Y pensando que no alcanzaría la cocina, lejana dos años luz, prefirió morirse allí mismo, sin terminar el injerto de sal de ciruela claudia. Era una pena, porque por aquella cabezonería, el hombre se perdió una de las bodas más divertidas y extrañas que hubo nunca en Yecla.
—Es el tiempo, que vuela —dijo su hijo Juan Montañés Domingo a su esposa María Chaco— y que nos está volviendo a todos locos.
El hombre salió a por vino, y desapareció.
—¡A mí me lo vas a decir, que he tenido que cambiar la hora del reloj cuatro veces en una mañana! La culpa la tienen los inventores, que nos están mareando con su soberbia.
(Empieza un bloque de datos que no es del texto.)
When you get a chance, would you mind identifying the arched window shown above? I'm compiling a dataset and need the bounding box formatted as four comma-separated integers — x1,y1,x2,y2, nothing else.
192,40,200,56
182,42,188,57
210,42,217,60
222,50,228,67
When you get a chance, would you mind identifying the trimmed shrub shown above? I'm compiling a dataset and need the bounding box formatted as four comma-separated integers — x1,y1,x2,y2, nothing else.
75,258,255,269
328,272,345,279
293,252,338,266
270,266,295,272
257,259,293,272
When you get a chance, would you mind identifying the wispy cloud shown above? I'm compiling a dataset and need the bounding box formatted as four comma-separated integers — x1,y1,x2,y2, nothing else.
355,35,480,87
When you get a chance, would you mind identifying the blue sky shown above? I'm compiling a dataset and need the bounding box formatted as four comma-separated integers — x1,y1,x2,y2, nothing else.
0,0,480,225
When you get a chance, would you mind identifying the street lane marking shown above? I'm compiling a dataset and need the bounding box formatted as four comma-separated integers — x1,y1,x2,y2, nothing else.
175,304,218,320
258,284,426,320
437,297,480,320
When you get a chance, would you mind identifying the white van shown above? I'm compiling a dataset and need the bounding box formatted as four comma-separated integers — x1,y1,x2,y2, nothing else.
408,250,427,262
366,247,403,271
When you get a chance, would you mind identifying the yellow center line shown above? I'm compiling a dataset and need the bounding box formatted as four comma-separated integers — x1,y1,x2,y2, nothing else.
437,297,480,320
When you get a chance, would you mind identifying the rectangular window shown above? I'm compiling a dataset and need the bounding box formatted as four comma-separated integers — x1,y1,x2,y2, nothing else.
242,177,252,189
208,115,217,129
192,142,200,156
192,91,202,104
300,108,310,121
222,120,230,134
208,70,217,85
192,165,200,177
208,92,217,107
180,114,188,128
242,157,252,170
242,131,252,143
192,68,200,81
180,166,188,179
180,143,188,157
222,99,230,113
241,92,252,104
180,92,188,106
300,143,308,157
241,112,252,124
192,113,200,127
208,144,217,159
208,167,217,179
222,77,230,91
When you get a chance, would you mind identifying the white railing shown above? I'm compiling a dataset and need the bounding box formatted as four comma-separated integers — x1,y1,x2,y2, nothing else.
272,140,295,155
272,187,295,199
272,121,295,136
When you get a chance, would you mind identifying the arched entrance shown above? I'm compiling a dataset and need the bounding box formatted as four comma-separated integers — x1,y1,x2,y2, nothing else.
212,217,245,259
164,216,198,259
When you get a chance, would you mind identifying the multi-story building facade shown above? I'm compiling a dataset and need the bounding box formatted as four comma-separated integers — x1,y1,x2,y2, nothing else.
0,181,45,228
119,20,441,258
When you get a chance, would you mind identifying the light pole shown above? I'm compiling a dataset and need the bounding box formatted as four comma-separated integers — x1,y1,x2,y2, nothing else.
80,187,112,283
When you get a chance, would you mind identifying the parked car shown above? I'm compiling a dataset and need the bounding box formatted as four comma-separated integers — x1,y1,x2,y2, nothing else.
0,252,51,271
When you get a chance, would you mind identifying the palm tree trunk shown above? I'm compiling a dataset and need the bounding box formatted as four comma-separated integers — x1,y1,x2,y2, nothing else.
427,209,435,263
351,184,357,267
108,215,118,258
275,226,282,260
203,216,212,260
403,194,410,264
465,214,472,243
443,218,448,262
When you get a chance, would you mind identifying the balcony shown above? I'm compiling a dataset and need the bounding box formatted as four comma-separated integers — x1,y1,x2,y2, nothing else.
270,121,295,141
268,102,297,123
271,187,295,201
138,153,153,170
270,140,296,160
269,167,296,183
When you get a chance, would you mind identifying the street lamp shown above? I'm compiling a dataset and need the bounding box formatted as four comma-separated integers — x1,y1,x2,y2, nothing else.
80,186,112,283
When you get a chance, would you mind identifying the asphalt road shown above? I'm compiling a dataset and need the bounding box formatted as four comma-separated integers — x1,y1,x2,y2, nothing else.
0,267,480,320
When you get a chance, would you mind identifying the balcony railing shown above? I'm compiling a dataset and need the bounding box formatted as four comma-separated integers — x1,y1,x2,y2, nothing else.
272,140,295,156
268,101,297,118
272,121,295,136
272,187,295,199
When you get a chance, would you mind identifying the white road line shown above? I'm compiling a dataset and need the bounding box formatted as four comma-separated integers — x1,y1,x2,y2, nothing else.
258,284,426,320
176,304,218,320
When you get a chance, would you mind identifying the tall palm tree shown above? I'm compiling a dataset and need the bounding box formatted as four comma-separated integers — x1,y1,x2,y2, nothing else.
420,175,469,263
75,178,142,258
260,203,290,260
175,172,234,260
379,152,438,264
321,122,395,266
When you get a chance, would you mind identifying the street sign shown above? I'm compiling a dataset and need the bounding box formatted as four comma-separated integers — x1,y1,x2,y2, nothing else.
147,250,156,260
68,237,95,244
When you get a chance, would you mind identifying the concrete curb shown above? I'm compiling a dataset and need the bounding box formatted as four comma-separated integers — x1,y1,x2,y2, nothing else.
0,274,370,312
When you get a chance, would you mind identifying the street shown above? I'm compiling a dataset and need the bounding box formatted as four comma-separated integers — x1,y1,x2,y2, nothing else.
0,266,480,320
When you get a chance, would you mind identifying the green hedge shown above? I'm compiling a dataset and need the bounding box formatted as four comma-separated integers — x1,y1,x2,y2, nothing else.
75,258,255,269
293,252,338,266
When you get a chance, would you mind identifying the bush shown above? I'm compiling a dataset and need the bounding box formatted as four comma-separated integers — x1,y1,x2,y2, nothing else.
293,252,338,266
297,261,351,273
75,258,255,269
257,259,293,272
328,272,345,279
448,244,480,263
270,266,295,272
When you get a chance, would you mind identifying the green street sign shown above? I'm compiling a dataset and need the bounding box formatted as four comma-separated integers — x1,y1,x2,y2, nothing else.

Pero no era sólo asunto de inventores, sino de los efectos del vino y el sopor, que extendidos por el altiplano, habían contagiado a todos los vecinos con la pena mora. Aquellos aires de rabia y calima habían impregnado a las tarántulas, alacranes, escorpiones y estorninos pasajeros de la comarca. La naturaleza se había despertado en locuacidad y espontaneidad con grimas y pretensiones.
Si hubiera habido ciencia en el pueblo, habrían descubierto sus adalides que todo había cambiado desde que Francisco vino al mundo. Pero la observación empírica se había detenido durante meses, y solo gastaban una observación escudriñadora de vidas, algo ridículo y absurdo que no producía más que conversaciones banales y abyectas. No obstante, no había fariseo ni saduceo por el pueblo que no comentara con asombro y rabia que el mundo iba a peor.
—El tiempo está revuelto —decían mirándose las piernas, por si aparecían las picajosas tarántulas parlanchinas.
Por suerte, durante una tarde de otoño especialmente agria, cayó sobre las tarántulas, una plaga de estorninos, que acabaron con ellas. Se salvaron pocas. Durante varias semanas hicieron duelo, pues las parlanchinas guerreras habían hecho amistades con muchos del pueblo buscando reproducirse. Colmaron sus expectativas con los que eran de otra raza y especie. Pero tras los sollozos y las moqueras, llegaron las vendimias y los majuelos, logrando hacer el mejor vino que nunca hubo en Yecla hasta los días memorables en los que lograron injertar la uva con la bendita ciruela claudia. Si hubiera esperado Antonio Montañés, el patriarca de una larga dinastía de “Montañeses”, habría logrado más dinero que el que nunca soñó.